Rotfuchs und Knollennase, Teil 2

„Komm mit.“ Sie gingen eine Weile schweigend nebeneinander her. Als der See in Sichtweite kam, lächelte Rotfuchs ein wenig. Gleich würde er seine schmerzenden Stellen kühlen können. Er fing an zu laufen.
„Warte!“, rief Knollennase, „ich kann nicht so schnell. Da hatte Rotfuchs sich schon in den See gestürzt. Er prustete und hustete.
„Komm rein, Knollennase. Das Wasser ist herrlich erfrischend.“
Knollennase stand am Ufer und zog sich Hemd und Hose aus.
„Spring einfach mit Klamotten rein“, rief Rotfuchs, „die haben auch mal eine Wäsche nötig!“ Er rollte sich im Wasser und schwamm abwechselnd auf dem Bauch und auf dem Rücken.

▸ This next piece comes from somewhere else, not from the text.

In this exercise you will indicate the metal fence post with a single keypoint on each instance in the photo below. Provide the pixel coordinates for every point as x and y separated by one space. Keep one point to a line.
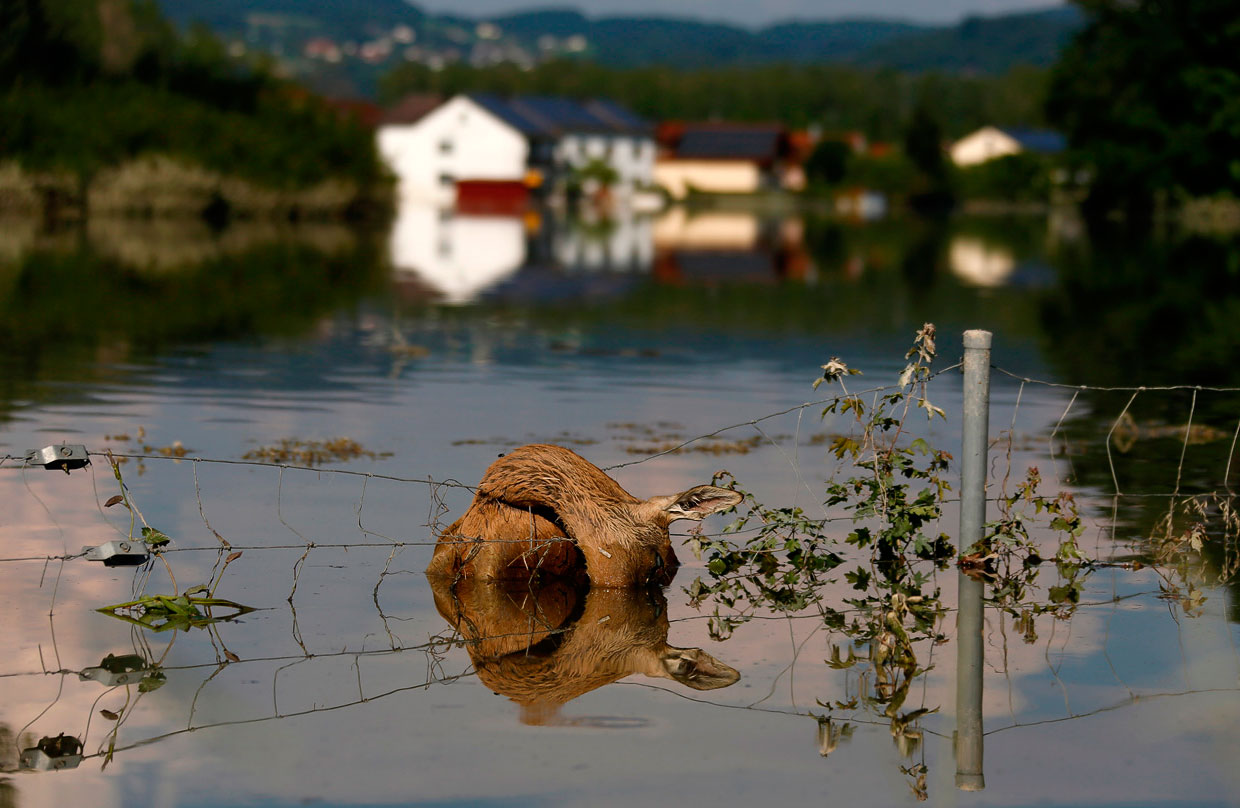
972 521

Knollennase hatte mittlerweile Socken und Unterhose ausgezogen und stand nackt und unentschlossen am Rand. Er holte einmal tief Luft, schloß die Augen, hielt sich die Nase zu und sprang ins Wasser. Prustend pflügte er durchs Wasser.
Rotfuchs hatte mittlerweile eine Stelle gefunden, an der er bis zur Hüfte stehen konnte.
„Na, du Nackedei“, lachte er. Knollennase schwamm zu ihm. Er richtete sich in seiner ganzen Blöße vor ihm auf, schaute ihm in die Augen und sagte:
„Dafür bin ich wenigstens sauber.“ Dann ließ er sich wieder ins Wasser gleiten.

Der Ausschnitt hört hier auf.